Working Groups – Reports / Future Actions

a. Data Security – Scott Garrison and Alan Rea The Campus Information Security Committee last met in January, and will meet in March. b. Educational Technology – Brad Morgan and Alan Rea The ETC has received no comments on its strategic plan, so will proceed to create an action plan. Lecture capture is a current discussion topic on campus. There are many ways to collect and deliver content, which will be evaluated in the fall. The OIT met with English faculty about a more sophisticated system of multiple cameras and microphones to capture both faculty and student discussion. c. Etextbook – Bob Leneway and Brad Morgan Rea continues receiving etext notifications, and more information about how others are doing etextbooks. This working group may bring a recommendation to AITC in April. Steinbach noted that WMU launched a textbook rental program in spring, which seems very successful. Further discussion centered around: whether it is possible or advisable to limit student textbook choice given preferences; doing custom textbooks through McGraw-Hill; and placing book chapters on Libraries electronic reserve. Rea will contact the Office of Faculty Development and ask how to create Web pages with information regarding new approaches to ebooks. Homan also mentioned that some books are mostly available and searchable via Google Books. d.
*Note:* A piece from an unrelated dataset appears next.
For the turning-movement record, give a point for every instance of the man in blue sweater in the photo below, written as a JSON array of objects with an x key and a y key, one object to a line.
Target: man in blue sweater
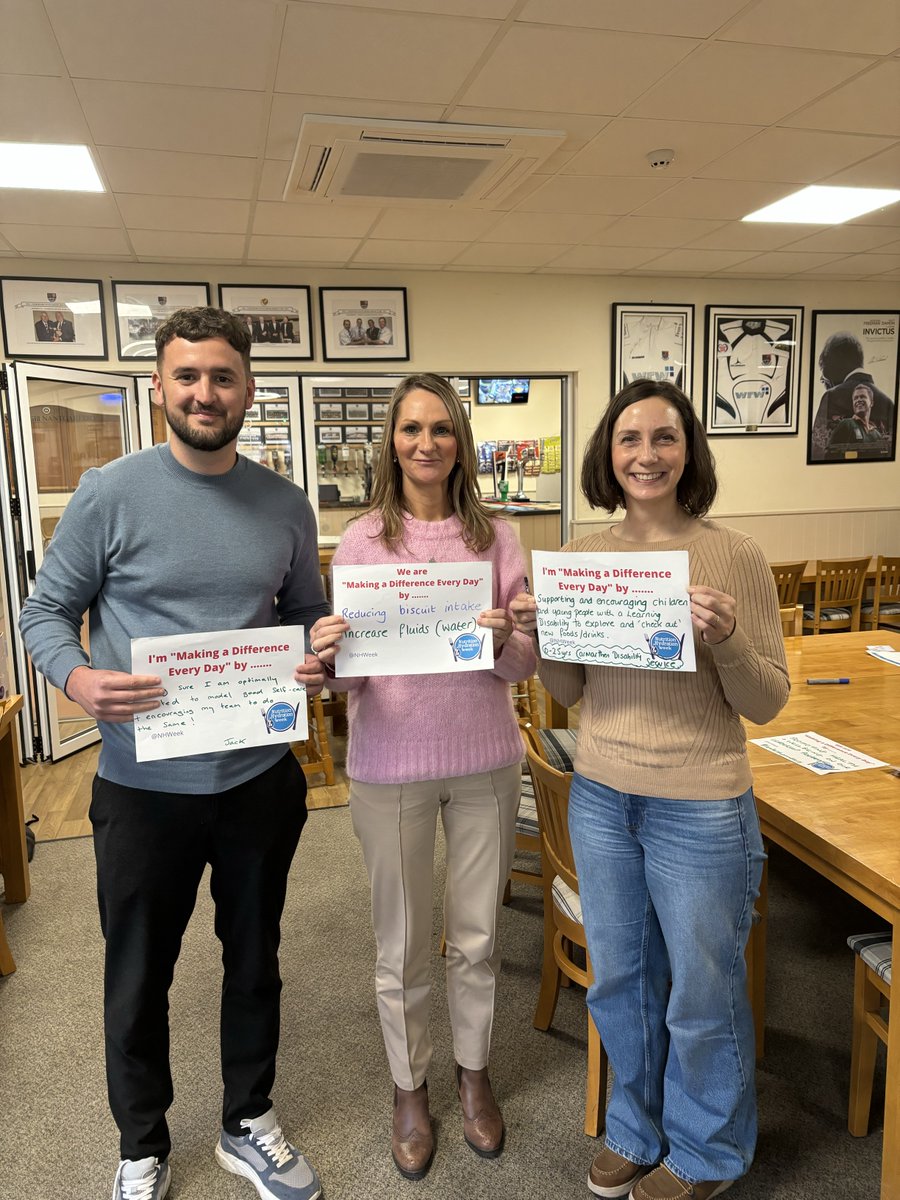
[{"x": 185, "y": 538}]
Elearning – David Code and Scott Garrison Code reminded council members to review the phase 2 functionality wish list that Kluk distributed at January’s meeting. Information such as explanatory text about Elearning system roles is being added to http://www.wmich.edu/elearning/. Code described roles in detail, and Garrison urged caution in not creating more finely-grained roles than are really needed, based on Libraries experience in its enterprise library system. Discussion followed regarding ensuring that needed functionality including quizzing and grading works reliably and robustly. Aiello described a master quiz template that he had created. Rea reminded the council that we are in the first semester of full D2L production, and that there are known bugs that need to be resolved. Code reminded council members to submit all bug reports through the Elearning website (students should contact the OIT helpdesk for help). Not all faculty check Elearning system news and the Elearning website. The OIT has been asked to communicate more effectively with the campus community about IT needs, changes, and improvements.

Adjournment

A motion to adjourn passed at 10:21 a.m. (Falan moved, Code seconded).